Riftbound, on the other hand, uses the one-deck format for its entire current ruleset, which is designed from the ground up to work in two-player duels, two-on-two team games, and four-player free for alls. It’s designed so that the same decks you use for your social multiplayer format are also suited—or at least compatible with—more competitive play. It’s also designed such that I think you could even play draft or sealed formats with that same flexibility. (Clutch for retaining players like me, who enjoy plopping down money on the exciting uncertainty of a sealed event but don’t really want to collect.)

A magic cowboy shuffles cards with magic

(Image credit: Riot)

I might add, after playing a dozen matches of Riftbound, it actually does seem to work well that way. It’s naturally scaling, with players fighting for control of battlefields that their own deck brings to the table each match. Controlling a battlefield brings points, and points bring victory, but the basic mechanics of Riftbound mean that only two players at a time can contest a battlefield, with an attacker either taking it over or retreating by the end of their turn. There are also relatively limited windows when you can play cards that react to or alter combats between units, but you can still invite chaos by bringing outside players into any given two-person conflict. In short, the madcap complexity of Magic-style priority rules and turns and phases don’t come up nearly as often.

Riftbound card

(Image credit: Riot Games)

I never felt like I needed a judge at my own home game table, but I did come across plenty of interesting corner cases that required a look at the rules. In short, even when it’s complicated and the choices are interesting, the overall format is fairly simple. It’s a clear sign that Riftbound’s core rules and initial sets were designed for both casual and competitive play.

What also makes me think that Riftbound could pull it off is that I don’t question Riot’s ability to push a good tabletop game. Their 2016 board game release Mechs vs. Minions was a damn good game. It hasn’t been reprinted recently, and sells for several times its original price on the secondary market. Similarly, Riftbound primary publisher UVS has managed to keep their other card games alive in the crowded, cutthroat market.

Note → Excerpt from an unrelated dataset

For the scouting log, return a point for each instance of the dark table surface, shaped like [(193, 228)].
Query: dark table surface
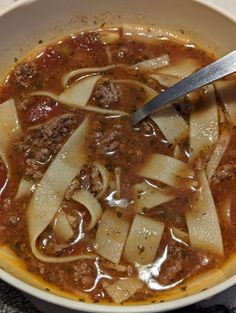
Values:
[(13, 301)]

But it’s good enough that even if Riftbound doesn’t take off it may well develop a cult community that keeps playing it—like the much-bereaved Android: Netrunner or killed-then-revived miniatures game Heroscape. For my part, I’ll be watching Riftbound progress with interest. If they can keep up the pace of interesting game design, good releases, and meet demand they’ll have a strong start. If they can draw interested players from other card games, especially ones who don’t know jack about League of Legends’ many characters, then I think they might be onto something.